Many thanks to St. Martin’s Press, Minotaur Books, NetGalley, and Tasha Alexander for allowing me to read and review A Cold Highland Wind. All opinions stated in this review are mine.

If you enjoy reading books similar to A Cold Highland Wind, then you will enjoy these books:

Other books by Tasha Alexander:

The Intern by Michele Campbell

Publisher: St. Martin’s Press

Date of publication: October 3rd, 2023

Genre: Thriller, Mystery Thriller, Mystery, Fiction, Suspense, Adult, Legal Thriller, Contemporary, Adult Fiction, Crime

Purchase Links: Kindle | Audible | B&N | AbeBooks | WorldCat

Goodreads Synopsis:

A young Harvard law student falls under the spell of a charismatic judge in this timely and thrilling novel about class, ambition, family and murder.
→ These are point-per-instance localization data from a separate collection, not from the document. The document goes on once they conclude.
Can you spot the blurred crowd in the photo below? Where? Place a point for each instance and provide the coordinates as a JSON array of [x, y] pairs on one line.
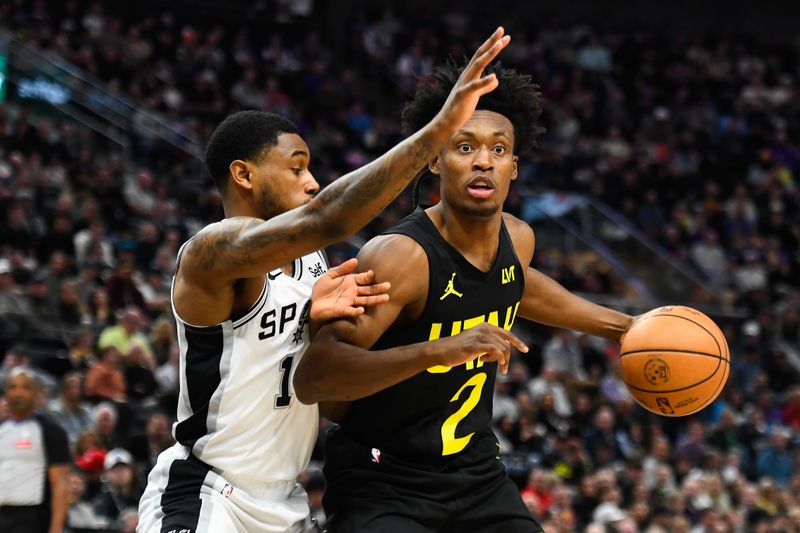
[[693, 139]]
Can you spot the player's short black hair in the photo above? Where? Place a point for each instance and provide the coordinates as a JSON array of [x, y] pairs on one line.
[[243, 135], [516, 97]]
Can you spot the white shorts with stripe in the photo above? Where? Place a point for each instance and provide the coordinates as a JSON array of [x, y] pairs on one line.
[[185, 495]]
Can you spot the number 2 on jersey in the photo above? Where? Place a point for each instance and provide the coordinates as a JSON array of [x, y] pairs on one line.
[[284, 398], [450, 443]]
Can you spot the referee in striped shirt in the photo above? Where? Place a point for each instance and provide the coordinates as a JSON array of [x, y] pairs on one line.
[[34, 461]]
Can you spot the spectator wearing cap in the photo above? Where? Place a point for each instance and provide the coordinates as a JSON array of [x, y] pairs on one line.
[[69, 409], [105, 380], [126, 335], [34, 461], [105, 418], [18, 357], [120, 489], [775, 461]]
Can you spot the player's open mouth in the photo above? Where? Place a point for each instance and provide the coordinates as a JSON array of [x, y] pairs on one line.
[[480, 188]]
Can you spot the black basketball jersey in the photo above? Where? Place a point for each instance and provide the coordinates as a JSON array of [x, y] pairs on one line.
[[439, 413]]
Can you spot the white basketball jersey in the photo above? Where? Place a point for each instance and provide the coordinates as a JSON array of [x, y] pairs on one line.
[[237, 410]]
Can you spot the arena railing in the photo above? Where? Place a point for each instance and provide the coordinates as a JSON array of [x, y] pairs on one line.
[[47, 78], [570, 220]]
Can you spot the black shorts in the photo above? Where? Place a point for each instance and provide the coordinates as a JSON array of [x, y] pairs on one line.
[[385, 494]]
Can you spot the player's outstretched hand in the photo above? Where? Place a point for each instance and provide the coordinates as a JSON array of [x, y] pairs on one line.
[[484, 341], [472, 84], [340, 293]]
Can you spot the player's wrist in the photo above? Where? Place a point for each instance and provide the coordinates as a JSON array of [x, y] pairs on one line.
[[433, 353]]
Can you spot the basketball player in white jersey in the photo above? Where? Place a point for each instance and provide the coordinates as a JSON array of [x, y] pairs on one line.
[[242, 295]]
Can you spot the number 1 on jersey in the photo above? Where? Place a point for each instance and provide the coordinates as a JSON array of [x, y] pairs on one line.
[[284, 398], [450, 443]]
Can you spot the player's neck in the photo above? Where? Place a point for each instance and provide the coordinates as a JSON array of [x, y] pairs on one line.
[[476, 238]]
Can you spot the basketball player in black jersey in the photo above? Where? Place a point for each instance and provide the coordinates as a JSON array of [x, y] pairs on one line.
[[237, 296], [414, 452]]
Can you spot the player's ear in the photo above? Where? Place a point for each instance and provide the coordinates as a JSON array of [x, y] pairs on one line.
[[240, 173], [433, 165], [514, 173]]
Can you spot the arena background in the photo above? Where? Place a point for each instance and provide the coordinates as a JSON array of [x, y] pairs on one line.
[[668, 175]]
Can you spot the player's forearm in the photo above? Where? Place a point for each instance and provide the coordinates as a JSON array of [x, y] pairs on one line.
[[58, 508], [547, 302], [336, 371], [349, 203]]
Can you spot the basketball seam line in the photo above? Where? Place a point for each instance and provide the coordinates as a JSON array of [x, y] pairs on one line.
[[654, 350], [682, 388], [698, 324]]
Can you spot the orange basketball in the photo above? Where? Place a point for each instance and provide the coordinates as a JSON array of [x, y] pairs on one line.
[[674, 360]]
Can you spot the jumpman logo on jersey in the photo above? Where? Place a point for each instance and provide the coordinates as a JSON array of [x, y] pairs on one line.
[[450, 289]]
Madison Rivera lands the internship of a lifetime working for Judge Kathryn Conroy. But Madison has a secret that could destroy her career. Her troubled younger brother Danny has been arrested, and Conroy is the judge on his case.
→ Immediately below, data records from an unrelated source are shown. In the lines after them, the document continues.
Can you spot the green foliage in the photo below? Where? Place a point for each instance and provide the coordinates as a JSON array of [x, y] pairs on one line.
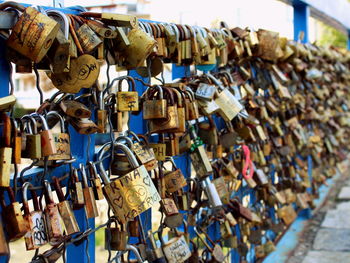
[[331, 36]]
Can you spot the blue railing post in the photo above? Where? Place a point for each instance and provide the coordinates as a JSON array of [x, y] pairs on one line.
[[301, 14]]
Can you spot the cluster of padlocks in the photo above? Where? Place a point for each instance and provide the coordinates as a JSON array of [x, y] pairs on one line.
[[255, 123]]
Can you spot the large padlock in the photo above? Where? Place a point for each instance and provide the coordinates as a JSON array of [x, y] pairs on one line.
[[174, 179], [171, 121], [154, 106], [141, 46], [176, 249], [48, 146], [127, 100], [5, 151], [115, 237], [65, 208], [37, 235], [89, 197], [83, 73], [52, 217], [130, 194], [59, 52], [61, 140], [15, 224], [143, 151], [32, 147], [33, 34]]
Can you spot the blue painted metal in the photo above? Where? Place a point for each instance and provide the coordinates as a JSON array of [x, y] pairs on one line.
[[301, 14]]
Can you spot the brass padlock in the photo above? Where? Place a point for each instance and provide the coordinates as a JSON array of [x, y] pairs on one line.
[[65, 208], [37, 235], [154, 106], [48, 146], [5, 151], [174, 180], [32, 147], [52, 217], [89, 197], [131, 194], [115, 238], [97, 186], [33, 34], [127, 100], [61, 140], [15, 225], [59, 52]]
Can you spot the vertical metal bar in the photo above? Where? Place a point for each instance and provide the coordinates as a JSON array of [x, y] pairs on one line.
[[301, 14]]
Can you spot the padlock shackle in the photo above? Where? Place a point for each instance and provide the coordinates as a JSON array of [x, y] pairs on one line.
[[13, 5], [48, 192], [58, 189], [63, 17], [83, 175], [60, 118]]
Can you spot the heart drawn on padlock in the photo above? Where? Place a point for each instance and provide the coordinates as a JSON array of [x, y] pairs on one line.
[[83, 73]]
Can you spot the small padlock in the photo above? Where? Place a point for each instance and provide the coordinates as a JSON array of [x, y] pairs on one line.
[[65, 208], [37, 235], [5, 151], [127, 100], [115, 237], [89, 197], [33, 34], [61, 140], [77, 191], [52, 217], [15, 225], [97, 186], [33, 139]]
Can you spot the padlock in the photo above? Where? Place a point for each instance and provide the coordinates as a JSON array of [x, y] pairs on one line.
[[97, 185], [143, 151], [174, 180], [33, 139], [16, 143], [58, 54], [172, 218], [88, 39], [5, 151], [176, 249], [75, 109], [52, 217], [101, 114], [216, 250], [83, 73], [48, 146], [171, 122], [208, 132], [130, 194], [15, 225], [156, 253], [37, 235], [89, 197], [181, 115], [127, 100], [192, 112], [33, 34], [115, 237], [154, 106], [141, 46], [4, 246], [61, 140], [83, 126], [76, 191], [65, 208]]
When Danny goes missing after accusing the judge of corruption, Madison’s quest for answers brings her deep into the judge’s glamorous world. Is Kathryn Conroy a mentor, a victim, or a criminal? Is she trying to help Madison or use her as a pawn? And why is somebody trying to kill her?

As the two women circle each other in a dangerous cat-and-mouse game, will they save each other, or will betrayal leave one of them dead?

First Line:

She loved the way her professor moved.

The Intern by Michele Campbell

Important things you need to know about the book:

The Intern is a fast-paced book that burns through the storyline. For the most part, the storyline keeps up with the author’s fast dialogue and pacing. But, it does get a bit choppy (not laggy, choppy) in the middle of the book (during Kathryn’s storyline, when her co-worker gets blown up). The choppiness didn’t affect my enjoyment of the book, but it did distract me from what was happening.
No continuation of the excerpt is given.